【試し読み】ボルヘス『伝奇集』迷宮の夢見る虎
ブエノスアイレスが生んだ幻想小説の巨匠ホルヘ・ルイス・ボルヘス。
1944年に刊行された『伝奇集』(原題はFICCIONES)は20世紀文学の傑作として奇想奇譚を愛する読者を魅了しつづけています。
「バベルの図書館」「八岐の園」「死とコンパス」など17編の名作を収録したこの短編集は、夢と現実、虚構と現実が織り混ざり、謎や象徴や巧智がはりめぐらされたボルヘス世界の魅力がつまった作品です。
『伝奇集』の初版
ブエノスアイレスのスール社から1944年に刊行された。
読者のなかには、そんなボルヘスの迷宮でいつも迷子になってしまうという人もいるのではないでしょうか。ボルヘスをまともに(まじめに)解釈したり、解説したりするのは困難だからこそ、ボルヘスに正面から挑む本がまだ少ないのかもしれません。
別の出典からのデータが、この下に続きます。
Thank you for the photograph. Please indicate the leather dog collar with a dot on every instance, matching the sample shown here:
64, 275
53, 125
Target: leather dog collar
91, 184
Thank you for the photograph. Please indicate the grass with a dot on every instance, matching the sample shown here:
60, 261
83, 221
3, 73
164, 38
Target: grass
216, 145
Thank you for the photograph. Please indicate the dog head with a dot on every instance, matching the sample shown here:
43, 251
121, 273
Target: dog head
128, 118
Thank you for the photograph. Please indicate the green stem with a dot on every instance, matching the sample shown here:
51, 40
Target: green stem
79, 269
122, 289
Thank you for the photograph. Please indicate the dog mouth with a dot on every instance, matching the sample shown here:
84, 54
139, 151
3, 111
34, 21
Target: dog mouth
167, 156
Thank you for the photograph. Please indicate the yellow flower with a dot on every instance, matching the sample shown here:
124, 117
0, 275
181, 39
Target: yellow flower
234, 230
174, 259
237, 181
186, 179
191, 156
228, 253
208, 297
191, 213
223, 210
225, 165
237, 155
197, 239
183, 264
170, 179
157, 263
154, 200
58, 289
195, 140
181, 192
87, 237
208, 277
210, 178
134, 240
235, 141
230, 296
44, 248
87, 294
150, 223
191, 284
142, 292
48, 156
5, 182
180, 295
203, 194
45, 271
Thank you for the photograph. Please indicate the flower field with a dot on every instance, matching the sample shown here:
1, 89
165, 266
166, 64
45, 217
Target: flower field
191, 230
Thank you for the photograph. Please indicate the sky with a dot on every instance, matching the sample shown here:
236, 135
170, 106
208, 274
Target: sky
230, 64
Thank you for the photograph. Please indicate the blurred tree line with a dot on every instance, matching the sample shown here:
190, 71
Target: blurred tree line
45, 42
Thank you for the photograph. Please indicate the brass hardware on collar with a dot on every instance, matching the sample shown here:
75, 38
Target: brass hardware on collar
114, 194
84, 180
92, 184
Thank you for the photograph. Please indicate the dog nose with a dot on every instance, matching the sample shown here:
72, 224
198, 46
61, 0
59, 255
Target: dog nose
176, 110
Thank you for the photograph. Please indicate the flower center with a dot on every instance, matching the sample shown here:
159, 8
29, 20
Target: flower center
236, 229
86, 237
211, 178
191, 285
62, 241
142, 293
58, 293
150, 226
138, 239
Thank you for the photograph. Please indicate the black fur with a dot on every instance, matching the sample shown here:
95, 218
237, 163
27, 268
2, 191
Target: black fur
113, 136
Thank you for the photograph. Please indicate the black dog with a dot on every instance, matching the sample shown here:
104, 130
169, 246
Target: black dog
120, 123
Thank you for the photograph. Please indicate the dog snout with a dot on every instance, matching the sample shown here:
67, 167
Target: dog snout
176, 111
本書『ボルヘス『伝奇集』――迷宮の夢見る虎』では、ラテンアメリカ文化をこよなく愛し、「書物についての書物」を紡ぎ出してきた今福龍太氏がボルヘスに向き合います。スペイン語原文から丁寧に読み直しつつ、無限、円環、迷宮、永遠、夢といった多彩な謎を鮮やかにとりだして、ボルヘスの幻想をそのままに味わうよう読者を誘います。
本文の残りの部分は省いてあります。